Source: Microsoft Security Blog
Author: Arjun Chakraborty
URL: https://www.microsoft.com/en-us/security/blog/2026/03/20/cti-realm-a-new-benchmark-for-end-to-end-detection-rule-generation-with-ai-agents/
CTI-REALM: A new benchmark for end-to-end detection rule generation with AI agents
ONE SENTENCE SUMMARY:
Microsoft’s CTI-REALM open-source benchmark evaluates AI agents’ end-to-end ability to turn threat reports into validated detections across environments.
MAIN POINTS:
- CTI-REALM benchmarks real-world detection engineering, not memorization of threat-intelligence trivia.
- Agents must read CTI reports, explore telemetry, iterate KQL, and generate Sigma rules.
- Ground-truth scoring validates outputs across Linux endpoints, AKS, and Azure cloud environments.
- Benchmark extends prior investigation-focused evals by targeting detection rule generation workflows.
- Dataset includes 37 curated public CTI reports suitable for sandboxed telemetry simulation.
- Checkpoint scoring measures intermediate steps like technique mapping and data-source identification.

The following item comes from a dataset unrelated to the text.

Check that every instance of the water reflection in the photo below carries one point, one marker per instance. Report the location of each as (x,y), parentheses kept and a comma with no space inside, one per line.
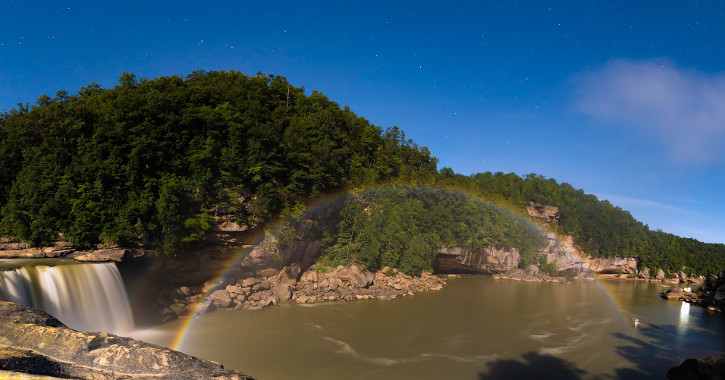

- Tooling mirrors analyst environments: CTI repositories, schema explorers, Kusto engine, ATT&CK, Sigma databases.
- Business value comes from objective proof of AI impact on detection coverage and analyst productivity.
- Results on CTI-REALM-50 show Claude leading; GPT-5 medium reasoning beats high reasoning.
- Removing CTI-specific tools reduces performance notably, especially final detection rule quality.
TAKEAWAYS:
- Effective security agents must operationalize CTI into detections, not just classify TTPs.
- Intermediate workflow metrics reveal whether failures stem from comprehension, queries, or specificity.
- Cloud detection tasks remain substantially harder than Linux and AKS scenarios.
- Human-authored workflow guidance can meaningfully improve smaller models’ performance.
- Open-sourcing enables shared benchmarking, safer adoption decisions, and community-driven improvements.